Symplicity Designs Launches Online Training Platform To Help SMEs Grow
MONCTON – Symplicity Designs is setting its aim on a larger market, hoping to help more businesses across North America and beyond with the launch of its online training platform SympliScaling.
Based in Halifax and Moncton, Symplicity Designs is a B Corp that helps companies and organizations improve, innovate, scale and grow through facilitated workshops, consulting services and other offerings.
The company launched SympliScaling in February, after eight months in development. The content is offered by the same team behind Symplicity Designs’ other services.
Sarah Gowan, organizational designer at Symplicity Designs who leads the SympliScaling initiative, said the move is in line with the company’s vision to help organizations everywhere.
“One of the biggest limitations we have in our footprint really is that our warm bodies need to be in the room with clients. We lead them through training and transformation and we’re roughly a team of 30, so we can only help so many companies at a time,” she said.
“As we started to grow, we realize that we are one of the biggest constraints to our own vision…So, we were really just looking at how to help more people without having to be in the room with them.”
The first course available online is called Scale Your Value. The first module is offered for free but the whole course, which is eight hours worth of materials, costs US$599.
“It’s broken up so that they can take it bits at a time, because we know that business owners often don’t have eight-hour chunks to spare in their day, so we want to make sure that people can go through this when they have the time to focus on it,” Gowan said.
With a focus on profitability, she said the course can help everyone from a plumbing business with a team of two to a medium-sized enterprise making up to $20 million in revenue.
“One of the biggest constraints that you see with organizations whether they’re trying to scale or not is profitability. So it’s really going through actually really better understanding their customer,” she said.
“The goal we want is to get people back to the dream they had when they started that business and we know that many SME owners are feeling that their business runs them, and that they don’t run their business. We’re really trying to help flip the needle back for them.”
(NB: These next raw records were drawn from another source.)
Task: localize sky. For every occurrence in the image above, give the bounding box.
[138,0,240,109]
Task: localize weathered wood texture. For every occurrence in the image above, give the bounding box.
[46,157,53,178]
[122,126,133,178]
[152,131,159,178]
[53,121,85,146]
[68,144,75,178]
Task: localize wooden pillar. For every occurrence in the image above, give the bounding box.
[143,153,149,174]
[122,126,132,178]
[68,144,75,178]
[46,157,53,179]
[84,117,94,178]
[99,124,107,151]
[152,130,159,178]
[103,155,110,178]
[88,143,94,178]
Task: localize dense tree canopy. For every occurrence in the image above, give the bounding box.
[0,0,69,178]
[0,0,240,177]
Symplicity Designs hopes the online offering will allow it to go global. But for now, because the materials offered are only in English, the target is North American SMEs.
While the content is applicable to startups and other organizations, it’s mainly tailored for privately owned SMEs. But over the next two years, Gowan says Symplicity Designs will work on a version for startups as well as a version for the social sector and non-profit organizations.
Two more courses will be launched in April.